1. Clone Repository and Setup Environment

# Clone the Kubespray repository
git clone https://github.com/kubernetes-sigs/kubespray.git

# Setup virtual environment
VENVDIR=kubespray-venv
KUBESPRAYDIR=kubespray
python3.10 -m venv $VENVDIR
source $VENVDIR/bin/activate
cd $KUBESPRAYDIR

# Install dependencies
pip install -U -r requirements.txt

# Check Ansible version
ansible --version

2. Prepare Ansible Inventory

# Copy sample inventory
cp -rfp inventory/sample inventory/somaz-cluster

# Update inventory with nodes
declare -a IPS=(10.77.101.62 10.77.101.57)
CONFIG_FILE=inventory/somaz-cluster/hosts.yaml python3 contrib/inventory_builder/inventory.py ${IPS[@]}

3. Configure Inventory

The inventory generator creates a basic configuration, but we’ll make additional adjustments for our setup.
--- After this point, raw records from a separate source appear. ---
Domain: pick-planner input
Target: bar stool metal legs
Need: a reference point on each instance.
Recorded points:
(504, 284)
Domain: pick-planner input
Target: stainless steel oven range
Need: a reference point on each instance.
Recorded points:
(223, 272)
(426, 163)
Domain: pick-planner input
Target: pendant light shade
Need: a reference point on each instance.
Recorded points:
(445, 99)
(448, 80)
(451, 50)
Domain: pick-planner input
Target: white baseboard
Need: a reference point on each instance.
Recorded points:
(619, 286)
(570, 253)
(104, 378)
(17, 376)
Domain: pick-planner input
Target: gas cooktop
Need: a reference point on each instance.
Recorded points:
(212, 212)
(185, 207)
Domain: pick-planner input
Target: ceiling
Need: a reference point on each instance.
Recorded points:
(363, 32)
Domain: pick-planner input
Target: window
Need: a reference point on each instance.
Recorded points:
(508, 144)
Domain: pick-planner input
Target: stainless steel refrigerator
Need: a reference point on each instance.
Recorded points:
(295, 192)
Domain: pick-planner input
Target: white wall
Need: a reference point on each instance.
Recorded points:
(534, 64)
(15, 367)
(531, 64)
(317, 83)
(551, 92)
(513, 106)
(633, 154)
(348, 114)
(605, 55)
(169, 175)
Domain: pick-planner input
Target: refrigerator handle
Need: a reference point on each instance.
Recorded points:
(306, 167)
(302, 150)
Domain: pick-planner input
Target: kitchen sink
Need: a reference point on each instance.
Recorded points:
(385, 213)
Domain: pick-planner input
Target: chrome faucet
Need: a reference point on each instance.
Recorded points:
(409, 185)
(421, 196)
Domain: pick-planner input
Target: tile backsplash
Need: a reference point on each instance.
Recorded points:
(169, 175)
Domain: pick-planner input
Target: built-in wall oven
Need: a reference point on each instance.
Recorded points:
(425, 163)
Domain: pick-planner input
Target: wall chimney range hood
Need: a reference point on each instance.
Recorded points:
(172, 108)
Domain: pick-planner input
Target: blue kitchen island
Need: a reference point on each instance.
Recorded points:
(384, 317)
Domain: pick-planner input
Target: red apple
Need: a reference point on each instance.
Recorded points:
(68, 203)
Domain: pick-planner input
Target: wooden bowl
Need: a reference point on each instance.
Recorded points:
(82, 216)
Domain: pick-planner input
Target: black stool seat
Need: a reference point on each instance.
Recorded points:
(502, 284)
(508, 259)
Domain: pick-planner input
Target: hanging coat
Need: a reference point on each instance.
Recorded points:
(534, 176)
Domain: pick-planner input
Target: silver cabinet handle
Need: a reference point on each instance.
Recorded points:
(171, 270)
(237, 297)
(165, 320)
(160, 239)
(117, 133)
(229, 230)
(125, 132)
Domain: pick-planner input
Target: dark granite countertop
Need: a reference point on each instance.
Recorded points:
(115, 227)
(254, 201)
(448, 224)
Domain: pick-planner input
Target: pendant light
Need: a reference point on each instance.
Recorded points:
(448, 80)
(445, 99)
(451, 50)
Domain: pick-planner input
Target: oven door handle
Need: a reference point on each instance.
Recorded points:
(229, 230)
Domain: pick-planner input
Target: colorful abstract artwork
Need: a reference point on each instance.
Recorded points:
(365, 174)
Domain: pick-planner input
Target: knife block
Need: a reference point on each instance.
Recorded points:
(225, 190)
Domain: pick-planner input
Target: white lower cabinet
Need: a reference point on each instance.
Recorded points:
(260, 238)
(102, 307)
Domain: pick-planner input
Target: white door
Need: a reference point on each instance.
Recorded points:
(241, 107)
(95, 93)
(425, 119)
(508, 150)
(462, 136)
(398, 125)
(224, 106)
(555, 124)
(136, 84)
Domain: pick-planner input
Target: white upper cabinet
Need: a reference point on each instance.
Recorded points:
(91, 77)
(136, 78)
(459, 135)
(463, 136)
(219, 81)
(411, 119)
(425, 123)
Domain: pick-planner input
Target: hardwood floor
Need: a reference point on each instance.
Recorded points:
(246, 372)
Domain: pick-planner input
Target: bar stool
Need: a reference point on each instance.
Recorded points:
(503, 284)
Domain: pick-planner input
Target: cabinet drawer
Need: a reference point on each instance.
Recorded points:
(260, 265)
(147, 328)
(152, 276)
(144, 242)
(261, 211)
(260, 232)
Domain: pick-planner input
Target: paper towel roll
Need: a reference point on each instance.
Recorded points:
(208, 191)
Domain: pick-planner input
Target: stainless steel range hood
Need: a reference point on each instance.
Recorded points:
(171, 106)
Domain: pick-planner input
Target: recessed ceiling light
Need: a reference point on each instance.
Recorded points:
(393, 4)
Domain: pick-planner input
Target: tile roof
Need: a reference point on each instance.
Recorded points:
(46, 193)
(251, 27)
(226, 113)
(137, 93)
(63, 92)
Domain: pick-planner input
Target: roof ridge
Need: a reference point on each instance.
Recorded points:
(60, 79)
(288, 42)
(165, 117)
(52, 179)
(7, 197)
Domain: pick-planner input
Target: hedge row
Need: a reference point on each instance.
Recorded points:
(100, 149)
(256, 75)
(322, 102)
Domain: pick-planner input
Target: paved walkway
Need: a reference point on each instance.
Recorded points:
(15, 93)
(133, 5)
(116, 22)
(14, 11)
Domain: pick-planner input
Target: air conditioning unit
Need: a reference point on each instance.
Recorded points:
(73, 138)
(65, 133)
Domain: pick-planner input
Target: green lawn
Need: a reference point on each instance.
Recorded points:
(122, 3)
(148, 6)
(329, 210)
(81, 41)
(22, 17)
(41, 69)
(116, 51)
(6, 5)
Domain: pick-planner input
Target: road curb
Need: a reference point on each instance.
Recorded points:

# inventory/somaz-cluster/inventory.ini
[all]
test-server ansible_host=10.77.101.62  ip=10.77.101.62
test-server-agent ansible_host=10.77.101.57  ip=10.77.101.57

# Control plane node(s)
[kube_control_plane]
test-server

# etcd cluster member(s)
[etcd]
test-server

# Kubernetes worker node(s)
[kube_node]
test-server-agent

# All groups with assigned roles
[k8s_cluster:children]
kube_control_plane
kube_node
calico_rr

Advanced Inventory Configuration (Optional)

You can further customize your deployment by editing these additional files:

# Edit group variables for all nodes
vi inventory/somaz-cluster/group_vars/all/all.yml

# Customize Kubernetes-specific parameters
vi inventory/somaz-cluster/group_vars/k8s_cluster/k8s-cluster.yml

# Configure network plugin options
vi inventory/somaz-cluster/group_vars/k8s_cluster/k8s-net-*.yml

Common customizations:

4. Verify Ansible Connectivity

# Test connection to all nodes
ansible all -i inventory/somaz-cluster/inventory.ini -m ping

# Optional: Update apt cache on all nodes
ansible all -i inventory/somaz-cluster/inventory.ini -m apt -a 'update_cache=yes' --become

5. Run Playbook

Now we’re ready to deploy the Kubernetes cluster using Kubespray’s Ansible playbooks.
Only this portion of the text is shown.